AbstractOpenOffice.org, Unicode-enabled itself, allows to access non-Unicode (8-Bit) databases. Thus when transfering string data from connections to such databases, OOo must convert the data into UniCode. For this, the user can specify which character set to use for this conversion.
Character sets are specified per data source. This means that in the data source administration dialog, there is an option where the user chooses a character set to use for every connection created for a data source.
The Character Sets setting is available for the following data source types: Adabas, ODBC, dBase, Text, MySQL (when adapted via ODBC, see the MySQL spec)

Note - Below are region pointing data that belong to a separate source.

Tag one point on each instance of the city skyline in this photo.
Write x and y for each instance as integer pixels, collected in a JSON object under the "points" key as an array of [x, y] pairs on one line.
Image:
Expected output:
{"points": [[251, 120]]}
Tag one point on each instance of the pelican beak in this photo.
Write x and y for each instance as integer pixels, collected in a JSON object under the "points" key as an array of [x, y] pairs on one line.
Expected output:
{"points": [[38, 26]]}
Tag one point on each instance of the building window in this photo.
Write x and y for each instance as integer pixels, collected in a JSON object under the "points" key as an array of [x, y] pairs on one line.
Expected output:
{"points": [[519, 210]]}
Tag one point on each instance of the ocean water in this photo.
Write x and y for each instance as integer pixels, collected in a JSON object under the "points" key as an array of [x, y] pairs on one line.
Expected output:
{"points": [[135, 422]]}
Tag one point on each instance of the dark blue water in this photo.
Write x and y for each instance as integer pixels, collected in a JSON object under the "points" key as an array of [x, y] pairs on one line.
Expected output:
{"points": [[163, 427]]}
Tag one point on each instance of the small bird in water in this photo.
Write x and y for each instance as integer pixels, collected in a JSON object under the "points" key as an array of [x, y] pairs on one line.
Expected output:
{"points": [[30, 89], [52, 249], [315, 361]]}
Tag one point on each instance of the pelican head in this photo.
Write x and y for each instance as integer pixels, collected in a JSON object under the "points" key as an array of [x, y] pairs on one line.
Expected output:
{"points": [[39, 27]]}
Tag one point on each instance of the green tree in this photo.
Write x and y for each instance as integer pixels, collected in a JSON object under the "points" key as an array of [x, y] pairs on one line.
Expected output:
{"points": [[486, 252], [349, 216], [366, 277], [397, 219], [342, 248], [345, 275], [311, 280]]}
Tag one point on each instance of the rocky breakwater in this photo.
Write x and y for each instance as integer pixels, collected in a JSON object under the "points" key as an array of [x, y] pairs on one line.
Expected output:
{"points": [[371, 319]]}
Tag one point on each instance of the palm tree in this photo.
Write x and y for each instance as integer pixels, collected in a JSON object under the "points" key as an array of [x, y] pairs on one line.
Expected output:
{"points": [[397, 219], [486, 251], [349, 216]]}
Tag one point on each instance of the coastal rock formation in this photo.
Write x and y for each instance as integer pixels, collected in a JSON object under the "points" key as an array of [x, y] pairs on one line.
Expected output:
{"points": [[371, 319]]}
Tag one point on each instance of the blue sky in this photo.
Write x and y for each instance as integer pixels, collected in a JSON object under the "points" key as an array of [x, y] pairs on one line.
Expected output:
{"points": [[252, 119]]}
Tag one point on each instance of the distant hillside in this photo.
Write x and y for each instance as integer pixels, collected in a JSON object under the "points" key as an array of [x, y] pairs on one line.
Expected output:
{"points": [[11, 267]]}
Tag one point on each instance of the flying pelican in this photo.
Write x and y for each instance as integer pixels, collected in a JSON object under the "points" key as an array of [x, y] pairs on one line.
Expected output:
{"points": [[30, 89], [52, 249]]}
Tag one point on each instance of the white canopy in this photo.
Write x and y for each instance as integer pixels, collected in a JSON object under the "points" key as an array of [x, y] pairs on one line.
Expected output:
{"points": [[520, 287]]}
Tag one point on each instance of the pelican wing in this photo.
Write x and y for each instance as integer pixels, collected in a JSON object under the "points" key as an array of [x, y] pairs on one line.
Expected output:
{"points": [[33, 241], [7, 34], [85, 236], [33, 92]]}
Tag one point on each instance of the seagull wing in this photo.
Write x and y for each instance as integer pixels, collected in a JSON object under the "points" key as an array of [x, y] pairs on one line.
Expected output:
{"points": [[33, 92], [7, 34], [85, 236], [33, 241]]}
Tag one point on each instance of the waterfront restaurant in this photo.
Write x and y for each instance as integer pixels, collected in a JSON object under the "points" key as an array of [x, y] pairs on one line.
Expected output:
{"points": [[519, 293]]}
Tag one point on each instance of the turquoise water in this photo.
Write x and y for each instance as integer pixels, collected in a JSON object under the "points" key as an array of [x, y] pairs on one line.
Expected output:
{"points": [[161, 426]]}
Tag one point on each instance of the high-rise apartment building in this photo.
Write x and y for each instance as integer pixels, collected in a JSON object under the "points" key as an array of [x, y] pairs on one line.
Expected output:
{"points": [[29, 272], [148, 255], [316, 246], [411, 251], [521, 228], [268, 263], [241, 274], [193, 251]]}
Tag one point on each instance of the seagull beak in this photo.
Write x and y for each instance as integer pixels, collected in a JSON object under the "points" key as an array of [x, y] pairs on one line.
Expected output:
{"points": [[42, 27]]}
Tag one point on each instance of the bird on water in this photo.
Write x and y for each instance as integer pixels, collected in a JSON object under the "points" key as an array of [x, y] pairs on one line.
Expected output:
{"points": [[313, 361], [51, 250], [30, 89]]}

In general (with on exception, see below), only character sets which are part of the respective IANA-standard can be supported by StarOffice. The reason for this is that character sets need to be transported via UNO, and instead of defining an own standard for naming them, we decided to use the most comprehensive standard available - IANA.
OpenOffice.org versions up to 1.0.x supported only a very limited set of character sets, namely windows-1252, macintosh, IBMPC 437, ~850,~860,~861,~863,~865,~866, UTF-8 and Big5-HKSCS.
The display names of the character sets are the usual names as used in other places, too (for instance "Tools/Options/Load/Save/HTML compatibility/Character Set").
There is one "virtual" character set named "System". Choosing this just means that the current system character set is used, so the user does not need to care for an explicit setting. This is the default when creating new data sources. For Text and dBase data sources, all text encodings which do not have a constant character size are forbidden. For instance, UTF-8 uses a different number of bytes to code different characters – thus UTF-8 and all character sets with the same characteristics are not allowed for dBase and Text.
Consider a character set which, in the current environment or for the current data source type, is not available. First, this means that the list box for selecting the character sets does not display it. If, however, the user changed the character set for a data source by other means than our UI, then we fallback to “System encoding”, means instead of the invalid encoding “System” is displayed.
Since OpenOffice.org 1.1, this list has been extended. For compatibility reasons, the encodings above form the very minimal set of required encodings.
Nowadays, OOo data sources support every encoding which is known to OOo in general, and which is a valid IANA name. This list is much too large to cite it here completely, and it can be extended in the future without further notice.